ScienceDaily (July 12, 1999) — A new NEC Research Institute study analyzes the accessibility and distribution of information on the web. The study was conducted by Dr. Steve Lawrence and Dr. C. Lee Giles and will appear in the July 8 issue of the journal Nature.

-- LOW COVERAGE -- Search engine coverage has decreased substantially since Dec. 97, with no engine indexing more than about 16% of the publicly indexable web.

-- UNEQUAL ACCESS -- Search engines are more likely to index sites that have more links to them (more 'popular' sites). They are also typically more likely to index US sites than non-US sites, and more likely to index commercial sites than educational sites.

-- OUT-OF-DATE -- Indexing of new or modified pages by just one of the major search engines can take months.

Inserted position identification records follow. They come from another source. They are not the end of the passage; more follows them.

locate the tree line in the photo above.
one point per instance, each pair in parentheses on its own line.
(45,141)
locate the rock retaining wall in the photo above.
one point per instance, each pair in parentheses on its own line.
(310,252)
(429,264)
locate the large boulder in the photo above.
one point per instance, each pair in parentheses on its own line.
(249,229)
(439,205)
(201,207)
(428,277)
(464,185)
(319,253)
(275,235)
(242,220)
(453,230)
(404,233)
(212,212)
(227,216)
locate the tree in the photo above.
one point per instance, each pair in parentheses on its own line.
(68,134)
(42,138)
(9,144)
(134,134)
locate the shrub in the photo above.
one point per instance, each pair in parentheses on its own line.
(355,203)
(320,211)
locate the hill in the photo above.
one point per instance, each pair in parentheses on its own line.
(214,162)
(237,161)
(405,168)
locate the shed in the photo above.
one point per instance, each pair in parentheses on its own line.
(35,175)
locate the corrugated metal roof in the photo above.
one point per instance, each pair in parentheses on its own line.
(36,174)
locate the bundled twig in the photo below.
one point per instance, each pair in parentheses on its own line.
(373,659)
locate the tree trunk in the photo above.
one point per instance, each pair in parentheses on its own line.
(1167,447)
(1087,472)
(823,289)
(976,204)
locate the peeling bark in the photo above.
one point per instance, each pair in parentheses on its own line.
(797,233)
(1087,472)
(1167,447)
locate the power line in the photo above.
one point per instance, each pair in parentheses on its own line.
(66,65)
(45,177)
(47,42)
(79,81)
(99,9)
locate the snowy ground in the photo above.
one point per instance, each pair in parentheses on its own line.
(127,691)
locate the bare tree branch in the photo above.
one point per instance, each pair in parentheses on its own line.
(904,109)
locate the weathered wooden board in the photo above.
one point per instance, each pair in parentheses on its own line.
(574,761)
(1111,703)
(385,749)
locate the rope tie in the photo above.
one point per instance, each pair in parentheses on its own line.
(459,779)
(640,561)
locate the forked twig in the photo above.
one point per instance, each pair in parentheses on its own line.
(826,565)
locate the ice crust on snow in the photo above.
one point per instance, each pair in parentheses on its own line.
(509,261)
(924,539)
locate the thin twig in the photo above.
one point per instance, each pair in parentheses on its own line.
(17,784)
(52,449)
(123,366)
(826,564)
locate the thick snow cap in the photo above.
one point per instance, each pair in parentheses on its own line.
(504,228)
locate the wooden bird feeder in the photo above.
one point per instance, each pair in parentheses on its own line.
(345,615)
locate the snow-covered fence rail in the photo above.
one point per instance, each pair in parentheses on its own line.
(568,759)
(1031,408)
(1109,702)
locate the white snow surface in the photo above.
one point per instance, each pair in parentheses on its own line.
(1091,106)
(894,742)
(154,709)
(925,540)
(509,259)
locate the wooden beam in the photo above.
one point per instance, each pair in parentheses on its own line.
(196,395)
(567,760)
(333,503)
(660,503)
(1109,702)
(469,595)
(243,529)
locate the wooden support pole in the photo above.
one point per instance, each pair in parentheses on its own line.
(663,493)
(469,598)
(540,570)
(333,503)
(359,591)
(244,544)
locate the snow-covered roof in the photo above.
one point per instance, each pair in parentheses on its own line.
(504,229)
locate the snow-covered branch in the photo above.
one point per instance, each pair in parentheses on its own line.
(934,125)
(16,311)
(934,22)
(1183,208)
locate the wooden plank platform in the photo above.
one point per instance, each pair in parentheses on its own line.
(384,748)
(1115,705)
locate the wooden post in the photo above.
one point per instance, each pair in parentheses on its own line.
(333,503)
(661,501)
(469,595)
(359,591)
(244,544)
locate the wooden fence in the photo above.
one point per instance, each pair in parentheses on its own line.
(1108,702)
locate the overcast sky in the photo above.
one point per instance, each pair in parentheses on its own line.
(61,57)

-- AMOUNT OF INFORMATION -- The publicly indexable web contains about 800 million pages encompassing about 15 terabytes of data (about 6 terabytes of textual content after removing HTML tags, comments, and extra whitespace); it also contains about 180 million images.

-- TYPE OF INFORMATION -- 83% of sites contain commercial content and 6% contain scientific/educational content. Only 1.5% of sites contain pornographic content.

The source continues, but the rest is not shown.